Israel, Sudan set up normalization teams

The news of Netanyahu and Burhan’s meeting drew a muted response in Sudan, where the government was not informed that it would be taking place.

Prime Minister Benjamin Netanyahu and his wife Sara boarding the plane to Uganda (photo credit: HAIM ZACH/GPO)
Prime Minister Benjamin Netanyahu and his wife Sara boarding the plane to Uganda
(photo credit: HAIM ZACH/GPO)
Israel and Sudan began work towards establishing diplomatic ties on Tuesday, the day after Prime Minister Benjamin Netanyahu and Sudan’s leader, chairman of the Sovereignty Council of Sudan, Abdel Fattah al-Burhan announced normalization between the countries.
Israeli officials said both countries are “currently setting up teams to work on how to advance cooperation between the countries and establish diplomatic relations.”
Sudan sees normalization with Israel as a way to improve ties with the US, which has classified the Muslim African country as a state sponsor of terrorism since 1993.
Al-Burhan made his first remarks on Tuesday night on the meeting with Netanyahu after almost a day of silence, saying the meeting was “to preserve and maintain Sudanese national security and achieve the supreme interests of the Sudanese people.”
Sudan’s leader added that the country still holds a “principled stance on the Palestinian issue and the right of its people to establish its independent accordance with the Arab consensus and Arab League decisions.”
The news of Netanyahu and al-Burhan’s meeting drew a muted response in Sudan, where the government was not informed in advance that it would be taking place.
Sudan’s cabinet discussed the meeting on Tuesday morning, despite still not receiving updates from al-Burhan. The cabinet summoned leaders of the Forces for Freedom and Change, an alliance that fronted protests that toppled notorious dictator Omar al-Bashir last year, for consultations, FFC sources said.
The meeting was held in secret, with the IDF censoring early reports of it in Israel and only a small number of Sudanese officials knowing of it in advance. After the meeting, the Prime Minister’s Office announced that Israel and Sudan would work towards normalization. No photos were released from the summit.
The United Arab Emirates organized Monday’s meeting between Netanyahu and al-Burhan, the AP reported. The meeting took place in Entebbe, Uganda.
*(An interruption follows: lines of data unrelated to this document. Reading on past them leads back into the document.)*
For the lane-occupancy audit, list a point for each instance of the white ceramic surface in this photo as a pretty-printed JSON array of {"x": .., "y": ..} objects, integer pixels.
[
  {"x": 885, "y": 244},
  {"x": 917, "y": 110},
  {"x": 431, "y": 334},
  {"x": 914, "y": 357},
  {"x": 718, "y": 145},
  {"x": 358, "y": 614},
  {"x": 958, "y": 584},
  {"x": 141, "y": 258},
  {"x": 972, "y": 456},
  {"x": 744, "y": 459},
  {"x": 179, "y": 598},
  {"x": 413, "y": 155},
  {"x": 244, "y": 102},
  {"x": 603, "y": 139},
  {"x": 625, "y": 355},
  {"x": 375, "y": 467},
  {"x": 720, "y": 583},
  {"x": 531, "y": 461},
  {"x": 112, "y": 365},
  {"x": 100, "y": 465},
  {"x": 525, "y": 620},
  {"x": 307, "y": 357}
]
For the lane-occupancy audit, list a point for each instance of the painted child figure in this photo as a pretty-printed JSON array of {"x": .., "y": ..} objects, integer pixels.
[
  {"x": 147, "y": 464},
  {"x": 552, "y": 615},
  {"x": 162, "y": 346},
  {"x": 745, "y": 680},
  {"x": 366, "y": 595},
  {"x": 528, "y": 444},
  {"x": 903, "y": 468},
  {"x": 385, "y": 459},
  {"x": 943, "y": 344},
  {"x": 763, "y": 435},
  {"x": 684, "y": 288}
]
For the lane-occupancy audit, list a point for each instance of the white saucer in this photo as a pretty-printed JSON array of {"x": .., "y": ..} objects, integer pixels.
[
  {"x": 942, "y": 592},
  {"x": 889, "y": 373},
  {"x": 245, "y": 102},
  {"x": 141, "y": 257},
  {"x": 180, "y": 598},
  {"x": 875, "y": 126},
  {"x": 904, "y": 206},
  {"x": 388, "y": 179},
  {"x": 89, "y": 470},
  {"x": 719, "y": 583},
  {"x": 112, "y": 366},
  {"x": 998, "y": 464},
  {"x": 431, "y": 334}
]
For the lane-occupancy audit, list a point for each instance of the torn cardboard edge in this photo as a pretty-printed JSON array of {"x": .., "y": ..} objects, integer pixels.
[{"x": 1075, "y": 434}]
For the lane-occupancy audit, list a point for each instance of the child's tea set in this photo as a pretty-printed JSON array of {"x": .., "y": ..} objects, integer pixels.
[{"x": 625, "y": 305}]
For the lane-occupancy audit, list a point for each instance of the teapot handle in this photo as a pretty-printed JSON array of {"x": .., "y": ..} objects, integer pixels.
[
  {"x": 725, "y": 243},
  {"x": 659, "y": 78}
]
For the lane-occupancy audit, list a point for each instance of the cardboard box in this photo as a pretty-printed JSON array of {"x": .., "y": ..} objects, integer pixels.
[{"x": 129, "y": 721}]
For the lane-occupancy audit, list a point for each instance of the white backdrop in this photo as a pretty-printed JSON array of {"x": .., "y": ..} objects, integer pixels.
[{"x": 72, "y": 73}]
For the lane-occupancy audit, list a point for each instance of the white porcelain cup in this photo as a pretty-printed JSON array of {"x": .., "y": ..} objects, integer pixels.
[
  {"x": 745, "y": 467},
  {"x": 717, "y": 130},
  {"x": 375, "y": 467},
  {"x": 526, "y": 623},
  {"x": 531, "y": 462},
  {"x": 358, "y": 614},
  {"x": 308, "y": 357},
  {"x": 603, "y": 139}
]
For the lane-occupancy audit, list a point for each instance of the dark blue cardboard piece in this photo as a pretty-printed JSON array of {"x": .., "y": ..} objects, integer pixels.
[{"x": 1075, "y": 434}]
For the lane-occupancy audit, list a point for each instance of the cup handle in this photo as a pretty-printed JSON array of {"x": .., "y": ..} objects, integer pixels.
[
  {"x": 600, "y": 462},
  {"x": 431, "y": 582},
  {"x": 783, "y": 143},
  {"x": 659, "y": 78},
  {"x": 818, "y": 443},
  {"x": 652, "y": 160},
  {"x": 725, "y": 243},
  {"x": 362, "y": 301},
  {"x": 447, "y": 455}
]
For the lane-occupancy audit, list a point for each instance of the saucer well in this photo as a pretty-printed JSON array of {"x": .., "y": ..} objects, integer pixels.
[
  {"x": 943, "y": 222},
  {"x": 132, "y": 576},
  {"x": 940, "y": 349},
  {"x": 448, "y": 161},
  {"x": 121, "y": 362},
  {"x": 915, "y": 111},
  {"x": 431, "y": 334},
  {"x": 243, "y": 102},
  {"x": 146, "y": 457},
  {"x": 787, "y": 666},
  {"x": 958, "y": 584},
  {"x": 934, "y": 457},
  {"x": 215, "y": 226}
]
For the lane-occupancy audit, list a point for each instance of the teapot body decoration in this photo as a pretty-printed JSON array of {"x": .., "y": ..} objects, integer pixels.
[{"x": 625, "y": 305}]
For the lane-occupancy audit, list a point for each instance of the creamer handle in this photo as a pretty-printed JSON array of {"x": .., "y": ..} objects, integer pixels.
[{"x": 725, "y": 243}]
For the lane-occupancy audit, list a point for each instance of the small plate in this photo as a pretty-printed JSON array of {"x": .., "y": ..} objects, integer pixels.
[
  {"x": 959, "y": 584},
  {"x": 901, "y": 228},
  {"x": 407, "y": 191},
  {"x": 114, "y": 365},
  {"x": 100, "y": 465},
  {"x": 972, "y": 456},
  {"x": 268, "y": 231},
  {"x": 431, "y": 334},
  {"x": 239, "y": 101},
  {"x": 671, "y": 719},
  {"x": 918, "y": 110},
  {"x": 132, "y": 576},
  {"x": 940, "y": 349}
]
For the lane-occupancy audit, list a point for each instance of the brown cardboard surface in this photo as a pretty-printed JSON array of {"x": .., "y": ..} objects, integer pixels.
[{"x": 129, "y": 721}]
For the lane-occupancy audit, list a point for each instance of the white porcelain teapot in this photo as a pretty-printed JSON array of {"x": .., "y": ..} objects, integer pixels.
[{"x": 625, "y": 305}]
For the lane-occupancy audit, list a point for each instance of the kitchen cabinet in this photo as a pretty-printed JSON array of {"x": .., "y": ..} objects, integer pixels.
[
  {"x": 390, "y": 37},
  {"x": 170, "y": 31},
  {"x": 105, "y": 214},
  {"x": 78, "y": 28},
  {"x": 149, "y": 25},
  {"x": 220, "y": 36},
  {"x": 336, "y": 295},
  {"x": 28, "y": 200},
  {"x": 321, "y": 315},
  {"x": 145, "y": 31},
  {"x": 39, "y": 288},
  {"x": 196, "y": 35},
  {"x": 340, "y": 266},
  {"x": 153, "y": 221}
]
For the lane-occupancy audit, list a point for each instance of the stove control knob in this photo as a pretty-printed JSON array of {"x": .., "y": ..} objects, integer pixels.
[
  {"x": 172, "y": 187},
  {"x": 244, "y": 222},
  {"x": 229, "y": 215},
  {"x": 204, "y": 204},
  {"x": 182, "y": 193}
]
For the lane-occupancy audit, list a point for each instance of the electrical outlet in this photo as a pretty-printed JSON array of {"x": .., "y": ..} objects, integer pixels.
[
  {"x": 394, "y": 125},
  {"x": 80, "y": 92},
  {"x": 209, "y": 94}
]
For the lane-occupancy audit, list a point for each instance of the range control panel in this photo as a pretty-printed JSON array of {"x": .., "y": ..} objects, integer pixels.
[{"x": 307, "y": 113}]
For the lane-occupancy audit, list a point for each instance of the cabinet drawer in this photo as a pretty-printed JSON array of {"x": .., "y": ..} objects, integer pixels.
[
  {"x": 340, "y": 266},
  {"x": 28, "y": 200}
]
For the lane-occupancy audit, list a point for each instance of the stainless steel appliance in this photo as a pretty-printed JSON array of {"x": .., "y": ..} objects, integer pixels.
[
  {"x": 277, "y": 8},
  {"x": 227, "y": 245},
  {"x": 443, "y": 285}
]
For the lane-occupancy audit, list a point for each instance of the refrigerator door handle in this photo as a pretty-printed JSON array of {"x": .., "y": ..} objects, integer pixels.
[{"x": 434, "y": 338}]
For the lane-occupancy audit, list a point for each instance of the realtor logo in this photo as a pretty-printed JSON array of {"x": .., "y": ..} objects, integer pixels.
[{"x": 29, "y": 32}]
Saudi Arabian and Egyptian officials were also informed about it.
“We learned through the media about the meeting,” Sudanese government spokesman Faisal Mohamed Saleh told Sudanese media, adding that the country’s Council of Ministers was not informed about it. “We will wait for clarifications after the return of the President of the Sovereign Council.”
Sudanese Prime Minister Abdallah Hamdok, who was visiting Djibouti, did not make any statements, which the Sudan Tribune said was unusual.
Opponents of the move cited a need for coordination between the two parts of the government, and some ideological opponents of relations with Israel posted calls for protests on social media.
Sudan declared war on Israel in 1948 and 1967, and Khartoum was where the Arab League announced its “three nos” following the Six Day War: no peace with Israel, no recognition and no negotiations. Sudan was in Tehran’s orbit for decades, and in 2009, Israel destroyed Iranian weapons shipments passing through Sudan en route to the Gaza Strip. Intelligence agencies continued to watch for similar shipments in the ensuing years, but by 2016, Khartoum began to move away from Iran, and Israel urged the US to take advantage of that shift.
Sudan now views warming ties with Israel as a way to remove its designation by the US as a state sponsor of terrorism and to counter its current international isolation.
After al-Bashir, perpetrator of the 2003 genocide in Darfur which caused the deaths of approximately 400,000 Darfuris, and displaced more than three million people, was deposed last year, the transitional government in Sudan has been made up of a military and a civilian component. Al-Burhan has led the coalition since July 2019, and represents the military.
In his remarks on Tuesday, al-Burhan said that he has the authority under Sudan’s constitution to develop ties with Israel.
Al-Burhan spoke with US Secretary of State Mike Pompeo the day before the meeting, and Pompeo thanked him for “his leadership in normalizing ties with Israel.”
PLO Secretary-General Saeb Erekat came out strongly against Sudan-Israel normalization on Monday, saying “the meeting is a stab in the back of the Palestinian people and a blatant departure from the Arab Peace Initiative.”